COMPUTER-IMPLEMENTED METHOD AND SYSTEM FOR PROCESSING VIDEO WITH TEMPORAL CONSISTENCY

20170345163 · 2017-11-30

    Inventors

    Cpc classification

    International classification

    Abstract

    System and computer-implemented method for editing a video sequence with temporal consistency. The method includes the steps of: computing a motion field modeling temporal consistency between successive frames; defining an energy functional modeling the desired properties to be enforced on the video sequence; splitting the video sequence into two sets with even frames and odd frames; computing the motion field between consecutive frames on the splitted sequences; recursively performing steps until the sets to be split contain one frame to edit; minimizing the energy functional for each set containing one frame to edit; merging the edited frames and outputting the edited video sequence.

    Claims

    1. A computer-implemented method for editing a video sequence with temporal consistency comprising the steps of: i) computing a motion field modeling temporal consistency between successive frames; ii) defining an energy functional modeling the desired properties to be enforced on the video sequence; iii) splitting the video sequence into two sets with even frames and odd frames; iv) computing the motion field between consecutive frames on the splitted sequences; v) recursively performing steps iii) and iv) until the sets to be split contain one frame to edit; vi) minimizing the energy functional for each set containing one frame to edit; vii) merging the edited frames and outputting the edited video sequence.
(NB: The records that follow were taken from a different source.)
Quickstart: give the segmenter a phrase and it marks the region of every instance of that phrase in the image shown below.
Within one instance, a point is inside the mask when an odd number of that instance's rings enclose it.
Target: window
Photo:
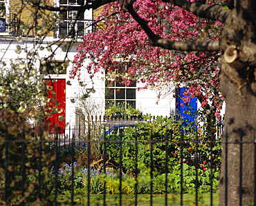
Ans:
[[[106,107],[111,104],[125,103],[136,108],[136,83],[134,82],[129,86],[125,86],[120,83],[121,82],[122,79],[116,74],[106,74]]]
[[[6,2],[3,0],[0,0],[0,32],[6,32],[7,23],[6,17]]]
[[[80,6],[82,0],[60,0],[60,6],[65,8]],[[85,2],[85,1],[84,1]],[[82,37],[92,32],[94,21],[92,20],[92,10],[86,10],[79,13],[76,10],[66,10],[60,12],[63,22],[59,23],[59,30],[56,37],[62,38],[66,36]]]
[[[47,61],[46,65],[40,65],[41,74],[66,74],[68,62],[64,61]]]

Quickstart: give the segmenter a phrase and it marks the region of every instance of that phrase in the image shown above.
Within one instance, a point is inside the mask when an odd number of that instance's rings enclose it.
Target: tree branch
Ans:
[[[178,41],[170,39],[161,38],[155,34],[152,30],[147,26],[147,22],[141,19],[133,7],[133,1],[127,0],[127,8],[128,12],[134,19],[145,30],[150,43],[153,46],[158,46],[167,50],[183,50],[183,51],[219,51],[219,41]]]
[[[194,14],[212,20],[217,20],[225,22],[226,19],[230,12],[230,10],[223,10],[223,6],[220,5],[205,5],[200,3],[190,3],[185,0],[162,0],[166,3],[171,3],[173,5],[178,6]]]

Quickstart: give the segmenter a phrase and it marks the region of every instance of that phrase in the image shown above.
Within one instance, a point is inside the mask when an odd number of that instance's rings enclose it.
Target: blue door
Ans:
[[[185,91],[186,87],[181,87],[176,90],[177,95],[176,98],[176,108],[179,110],[181,114],[181,116],[184,121],[184,125],[187,125],[186,123],[194,121],[194,119],[196,118],[197,111],[197,99],[191,98],[190,101],[188,103],[185,103],[182,100],[185,96],[183,95],[183,91]]]

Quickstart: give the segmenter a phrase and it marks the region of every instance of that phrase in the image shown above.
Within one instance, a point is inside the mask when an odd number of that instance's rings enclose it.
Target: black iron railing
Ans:
[[[159,121],[1,127],[0,204],[214,205],[221,138]]]

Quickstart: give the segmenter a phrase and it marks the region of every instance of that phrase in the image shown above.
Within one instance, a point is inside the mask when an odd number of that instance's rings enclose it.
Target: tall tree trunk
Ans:
[[[250,205],[255,196],[256,25],[253,6],[243,8],[240,1],[236,1],[220,37],[219,81],[226,105],[220,205]]]

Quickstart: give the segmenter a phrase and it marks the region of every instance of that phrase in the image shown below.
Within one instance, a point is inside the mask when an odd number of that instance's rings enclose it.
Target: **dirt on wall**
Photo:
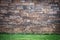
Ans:
[[[1,0],[0,32],[60,33],[59,0]]]

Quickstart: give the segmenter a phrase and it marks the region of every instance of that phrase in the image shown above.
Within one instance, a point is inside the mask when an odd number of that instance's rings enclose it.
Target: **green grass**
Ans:
[[[0,34],[0,40],[60,40],[60,35]]]

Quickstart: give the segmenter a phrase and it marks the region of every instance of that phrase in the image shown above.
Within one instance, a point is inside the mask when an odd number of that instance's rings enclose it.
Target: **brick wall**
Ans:
[[[60,32],[59,0],[1,0],[0,32]]]

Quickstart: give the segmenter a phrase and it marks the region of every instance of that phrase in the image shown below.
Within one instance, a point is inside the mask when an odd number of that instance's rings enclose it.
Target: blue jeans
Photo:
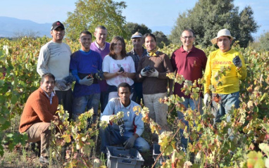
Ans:
[[[134,82],[134,95],[132,96],[132,101],[134,101],[137,104],[140,104],[141,99],[143,100],[143,93],[142,93],[142,82]],[[144,101],[143,101],[144,104]]]
[[[101,91],[100,94],[100,104],[101,112],[103,112],[108,102],[108,91]]]
[[[80,115],[94,108],[94,121],[98,115],[98,107],[99,105],[100,93],[94,93],[80,97],[74,98],[73,103],[73,119],[77,119]]]
[[[123,136],[121,136],[119,130],[113,129],[111,124],[108,124],[105,129],[100,129],[101,151],[106,153],[106,146],[123,144],[133,135],[134,132],[129,131],[125,131]],[[149,143],[140,136],[135,140],[134,147],[140,153],[149,150]]]
[[[232,105],[234,105],[234,108],[239,108],[239,92],[234,92],[230,94],[218,94],[220,96],[220,108],[215,108],[213,112],[215,113],[215,122],[221,122],[220,117],[227,114],[232,108]],[[230,117],[227,118],[227,122],[230,121]]]
[[[184,99],[185,99],[184,101],[182,102],[181,103],[184,105],[184,106],[186,108],[188,108],[189,105],[189,108],[191,108],[192,110],[196,110],[197,111],[200,112],[201,115],[204,114],[204,111],[202,110],[203,101],[201,97],[199,97],[197,101],[193,100],[192,98],[185,98]],[[179,119],[182,119],[182,121],[185,124],[185,125],[187,125],[187,130],[189,130],[189,122],[184,119],[184,115],[182,112],[177,111],[177,117]],[[180,142],[181,142],[181,145],[185,148],[187,148],[188,146],[188,139],[184,137],[183,131],[184,130],[181,129],[180,129]]]

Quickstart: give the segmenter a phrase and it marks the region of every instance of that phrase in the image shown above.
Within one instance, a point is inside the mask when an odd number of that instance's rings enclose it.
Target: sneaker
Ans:
[[[39,162],[40,162],[40,163],[49,163],[48,157],[40,156]]]

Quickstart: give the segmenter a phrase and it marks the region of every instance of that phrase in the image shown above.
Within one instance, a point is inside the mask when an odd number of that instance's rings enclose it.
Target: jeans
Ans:
[[[69,119],[72,118],[73,93],[72,89],[68,91],[55,91],[59,101],[59,104],[63,105],[63,109],[69,114]]]
[[[140,104],[141,99],[143,102],[143,93],[142,93],[142,82],[134,82],[134,95],[132,96],[132,101],[134,101],[137,104]]]
[[[101,112],[103,112],[106,108],[108,102],[108,92],[101,91],[100,94],[100,104],[101,104]]]
[[[220,101],[219,101],[220,108],[215,108],[213,112],[215,115],[215,122],[221,122],[220,117],[225,115],[227,115],[232,108],[232,105],[234,105],[234,108],[239,108],[239,92],[234,92],[230,94],[218,94],[220,96]],[[215,103],[217,104],[217,103]],[[217,104],[218,105],[218,104]],[[230,122],[231,117],[229,115],[227,117],[227,122]]]
[[[48,150],[51,136],[51,130],[49,129],[50,125],[50,122],[37,122],[30,127],[25,131],[29,142],[41,141],[40,155],[43,157],[49,156]]]
[[[106,153],[106,146],[123,144],[133,135],[134,132],[129,131],[125,131],[123,136],[121,136],[119,130],[114,129],[111,124],[108,124],[106,129],[100,129],[101,151]],[[140,136],[135,140],[134,147],[141,153],[149,150],[149,143]]]
[[[85,112],[85,108],[87,110],[94,108],[94,121],[96,120],[98,116],[98,107],[99,105],[100,93],[94,93],[80,97],[74,98],[73,113],[73,119],[77,119],[80,115]]]
[[[149,117],[154,120],[161,128],[161,132],[167,131],[168,124],[167,122],[167,110],[168,106],[165,103],[158,102],[160,98],[167,97],[167,92],[155,94],[143,94],[145,106],[149,108]]]
[[[182,102],[181,103],[184,105],[185,108],[188,108],[189,105],[189,108],[191,108],[192,110],[196,110],[199,111],[201,115],[204,114],[204,111],[202,110],[203,101],[201,97],[199,97],[197,101],[193,100],[192,98],[185,98],[184,99],[185,99],[184,101]],[[179,119],[182,119],[182,121],[187,127],[187,130],[189,130],[189,122],[184,119],[184,114],[180,111],[177,111],[177,117]],[[187,148],[188,146],[188,139],[184,137],[183,131],[184,130],[181,129],[180,129],[180,142],[181,142],[181,145],[183,146],[183,147],[184,147],[185,148]]]

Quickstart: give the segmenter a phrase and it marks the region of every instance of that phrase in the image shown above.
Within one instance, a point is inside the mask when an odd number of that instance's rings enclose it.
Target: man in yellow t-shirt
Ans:
[[[217,44],[219,49],[209,54],[206,63],[204,77],[206,79],[204,103],[206,105],[208,98],[212,92],[213,103],[220,103],[215,115],[215,122],[220,122],[220,117],[228,113],[232,105],[235,108],[239,107],[239,79],[244,79],[246,76],[246,68],[244,57],[240,53],[231,49],[233,37],[227,29],[220,30],[218,36],[211,39],[213,44]],[[215,77],[222,67],[229,67],[226,75],[223,75],[218,81]],[[218,83],[220,82],[221,85]],[[214,91],[209,89],[212,85]],[[215,96],[215,98],[214,98]],[[230,117],[227,117],[229,122]]]

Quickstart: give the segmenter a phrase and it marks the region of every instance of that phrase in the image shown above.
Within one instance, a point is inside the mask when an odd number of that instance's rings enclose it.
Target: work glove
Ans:
[[[86,76],[85,78],[83,78],[82,79],[80,79],[78,83],[80,83],[80,84],[84,84],[84,85],[87,85],[87,86],[91,86],[92,84],[92,83],[94,83],[94,78],[89,78],[89,79],[87,79],[87,76]]]
[[[153,68],[153,70],[149,71],[149,77],[158,77],[158,72],[155,68]]]
[[[207,101],[208,101],[208,99],[209,98],[210,95],[208,93],[206,93],[204,96],[204,105],[207,105]]]
[[[55,81],[55,86],[56,86],[61,91],[65,90],[67,89],[68,86],[65,84],[66,81],[64,79]]]
[[[136,138],[134,136],[130,137],[125,143],[123,143],[125,149],[132,148],[134,145]]]
[[[238,56],[236,56],[232,59],[232,63],[236,67],[241,67],[242,66],[242,62],[241,61],[240,58]]]
[[[104,72],[102,70],[97,70],[97,72],[95,73],[95,78],[99,81],[104,79],[105,77],[104,77]]]
[[[69,75],[69,76],[67,76],[66,77],[63,78],[63,79],[66,82],[66,85],[70,85],[73,82],[75,82],[76,79],[75,77],[72,75],[72,74]]]
[[[144,69],[145,69],[145,68],[143,68],[143,69],[141,70],[140,75],[141,75],[141,76],[142,76],[142,77],[147,77],[147,76],[148,76],[148,71],[144,70]]]

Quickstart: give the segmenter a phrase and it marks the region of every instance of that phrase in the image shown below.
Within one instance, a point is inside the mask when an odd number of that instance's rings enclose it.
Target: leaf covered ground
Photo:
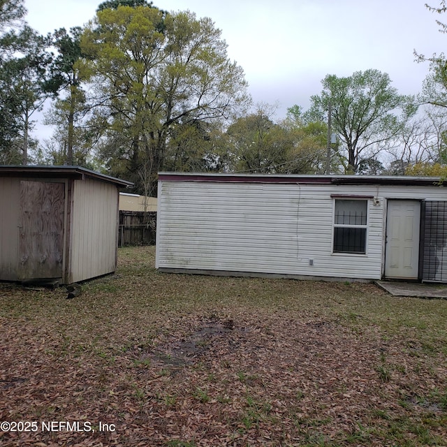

    2. The computer-implemented method of claim 1, wherein it comprises a previous step of identifying a frame in a video sequence having an edited object to be propagated.

    3. The computer-implemented method of claim 1, wherein the energy functional comprises a summation of editing energies depending on single-frames and temporal coupling energies depending on pairs of consecutive frames.

    4. The computer implemented method of claim 1, wherein the energy functional is based on at least one of the following model: global brightness change assumption; brightness constancy assumption; gradient constancy assumption.

    5. A system for editing a video sequence with temporal consistency comprising: a first processing means or computing a motion field (v) modeling temporal consistency between successive frames (f.sub.i, f.sub.i+1) and for defining an energy functional (J) modeling the properties to be enforced in the video sequence (f); a second processing means for splitting the video sequence (f) into two sets with even frames (f.sup.even) and odd frames (f.sup.odd), wherein the splitting is done recursively until there is only one frame to edit in each set; a third processing means for computing the motion field (v) between consecutive frames in each set after each split; a fourth processing means for minimizing the energy functional (J) on each set to obtain edited frames; a fifth processing means for merging the edited frames and outputting the entire edited video sequence (u).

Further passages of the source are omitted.